SthPhoenix / InsightFace-REST

InsightFace REST API for easy deployment of face recognition services with TensorRT in Docker.

Geek Repo:Geek Repo

Github PK Tool:Github PK Tool

does force onnx drop GPU support?

MyraBaba opened this issue · comments

Hi,

When I force to use onnx I saw model is not using gpu. using only cpu. can it be configurable ?

Docker images are built with CPU version of onnxruntime. It's intended use case is a fallback when no GPU available.
You can install onnxruntime-gpu, though in it's latest versions you also have to provide GPU executor provider as argument to onnxruntime.Session.
But I highly recommend using TRT for GPU since it's faster than onnxruntime and also there are some optimizations for image preprocessing with TRT backend

is there any speed / accuracy difference between trt and onnx ?

It would be good if we change trt to onnx in deploy.sh (in gpu version) it automatically run gpu (onnxruntime-gpu).

is there any speed / accuracy difference between trt and onnx ?

It would be good if we change trt to onnx in deploy.sh (in gpu version) it automatically run gpu (onnxruntime-gpu).

TRT is significantly faster especially with fp16 inference (force_fp16=True) on GPUs supporting it.

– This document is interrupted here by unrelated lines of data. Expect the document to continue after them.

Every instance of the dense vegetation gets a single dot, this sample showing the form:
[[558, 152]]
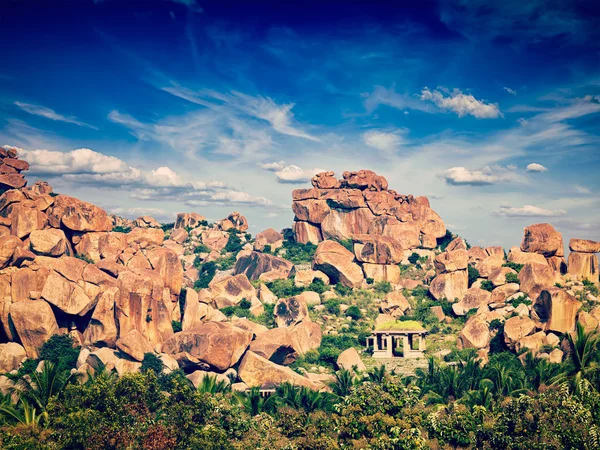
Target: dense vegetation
[[505, 404]]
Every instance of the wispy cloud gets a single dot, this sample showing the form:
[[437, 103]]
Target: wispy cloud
[[289, 173], [461, 104], [535, 167], [528, 211], [48, 113]]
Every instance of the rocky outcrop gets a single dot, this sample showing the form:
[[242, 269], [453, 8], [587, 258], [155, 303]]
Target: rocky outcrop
[[338, 264], [219, 345], [361, 203], [556, 310], [263, 266]]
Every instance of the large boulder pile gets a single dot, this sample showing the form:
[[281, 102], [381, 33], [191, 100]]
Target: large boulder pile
[[361, 203]]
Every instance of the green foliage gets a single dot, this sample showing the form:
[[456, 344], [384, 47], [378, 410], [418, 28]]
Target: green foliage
[[234, 243], [59, 350], [514, 266], [284, 288], [354, 313], [413, 258], [201, 248], [298, 253], [487, 285], [512, 278], [342, 290], [473, 274], [121, 229], [383, 287], [152, 362]]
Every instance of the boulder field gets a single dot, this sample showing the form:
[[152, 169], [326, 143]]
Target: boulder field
[[124, 288]]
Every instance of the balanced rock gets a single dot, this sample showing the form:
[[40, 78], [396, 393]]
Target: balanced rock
[[556, 309], [542, 238], [218, 344]]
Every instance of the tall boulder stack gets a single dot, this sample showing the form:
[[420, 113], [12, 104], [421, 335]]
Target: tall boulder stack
[[361, 203], [10, 170], [583, 263]]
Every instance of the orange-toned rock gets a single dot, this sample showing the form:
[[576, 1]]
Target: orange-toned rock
[[191, 220], [584, 246], [313, 211], [519, 257], [584, 266], [533, 278], [475, 334], [257, 371], [260, 265], [291, 311], [269, 237], [341, 224], [377, 249], [102, 329], [143, 304], [231, 290], [365, 180], [338, 264], [473, 299], [325, 180], [8, 246], [233, 221], [305, 232], [77, 215], [451, 286], [516, 328], [50, 242], [382, 272], [556, 309], [451, 261], [218, 344], [542, 238], [34, 323]]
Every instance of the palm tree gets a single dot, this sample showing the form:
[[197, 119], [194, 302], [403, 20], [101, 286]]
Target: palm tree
[[582, 363], [38, 388], [343, 383]]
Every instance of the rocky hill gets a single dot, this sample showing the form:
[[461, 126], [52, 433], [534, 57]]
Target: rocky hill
[[286, 306]]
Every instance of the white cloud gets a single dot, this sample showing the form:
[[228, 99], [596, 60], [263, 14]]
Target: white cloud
[[535, 167], [582, 189], [289, 173], [461, 104], [388, 142], [458, 176], [528, 211], [48, 113]]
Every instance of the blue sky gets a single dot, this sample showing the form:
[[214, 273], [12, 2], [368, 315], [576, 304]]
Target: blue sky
[[490, 108]]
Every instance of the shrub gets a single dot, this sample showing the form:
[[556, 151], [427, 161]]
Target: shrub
[[342, 290], [152, 362], [512, 278], [473, 274], [514, 266], [487, 285], [413, 258], [59, 350], [354, 313], [284, 288], [383, 287]]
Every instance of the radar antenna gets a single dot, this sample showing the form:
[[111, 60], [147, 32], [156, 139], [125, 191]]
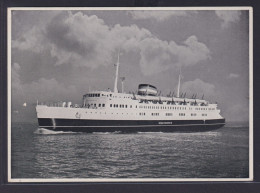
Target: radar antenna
[[117, 68], [179, 84], [122, 83]]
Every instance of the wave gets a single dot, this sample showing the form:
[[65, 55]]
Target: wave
[[43, 131], [149, 132], [106, 133]]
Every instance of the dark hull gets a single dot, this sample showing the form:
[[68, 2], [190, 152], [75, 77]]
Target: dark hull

There is some accuracy degradation, but embeddings computed with TRT and onnxruntime are usually 0.99 similar.

It's trivial to add support for onnxruntime-gpu, but I'm not sure if it's actually useful, since TRT performs much better, and as I said before there are optimizations in IFR code for TRT inference.

You should also provide cuda execution provider argument in latest versions of onnxruntime

To all lines with onnxruntime.InferenceSession in onnxrt_backend.py

That's pretty slow, what GPU and models parameter have you used?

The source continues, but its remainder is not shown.